Hailing it as a “historic” vote, UN conference president Elayne Whyte Gomez (pictured above) said the world has been waiting for this since 1945 when atomic bombs were dropped on Hiroshima and Nagasaki. “We [are] saying to our children that, yes, it is possible to inherit a world free from nuclear weapons.”
The 10-page treaty will be open for signatures from any UN member state on September 20 during the annual General Assembly, reported The Guardian. Under the new treaty, the signatory states will agree not to develop, test, manufacture or possess nuclear weapons, or threaten to use them, or allow any nuclear arms to be stationed on their territory.
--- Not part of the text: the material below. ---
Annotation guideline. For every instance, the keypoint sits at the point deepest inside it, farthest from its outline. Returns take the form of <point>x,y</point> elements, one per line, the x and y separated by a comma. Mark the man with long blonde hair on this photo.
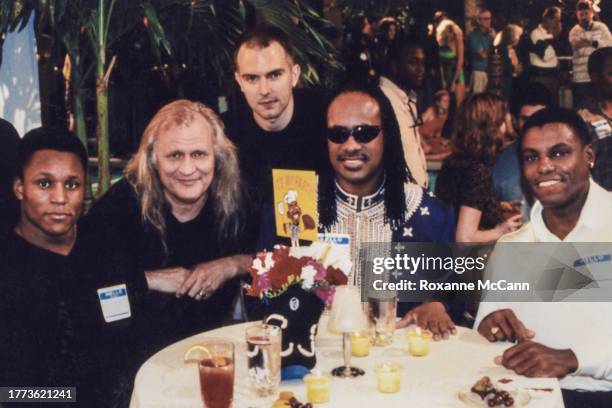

India was among the nine countries that boycotted the meeting. The others are United States, United Kingdom, Russia, China, France, Pakistan, North Korea and Israel. The US, UK and France said the treaty “disregards the realities of the international security environment”. In a joint statement issued by the three countries, they said, “The treaty offers no solution to the grave threat posed by North Korea’s nuclear programme, nor does it address other security challenges that make nuclear deterrence necessary.”
In December 2016, the UN General Assembly had adopted a resolution to “negotiate a legally binding instrument to prohibit nuclear weapons, leading towards their total elimination”. While 113 members voted in favour, 35 opposed it and 13 abstained.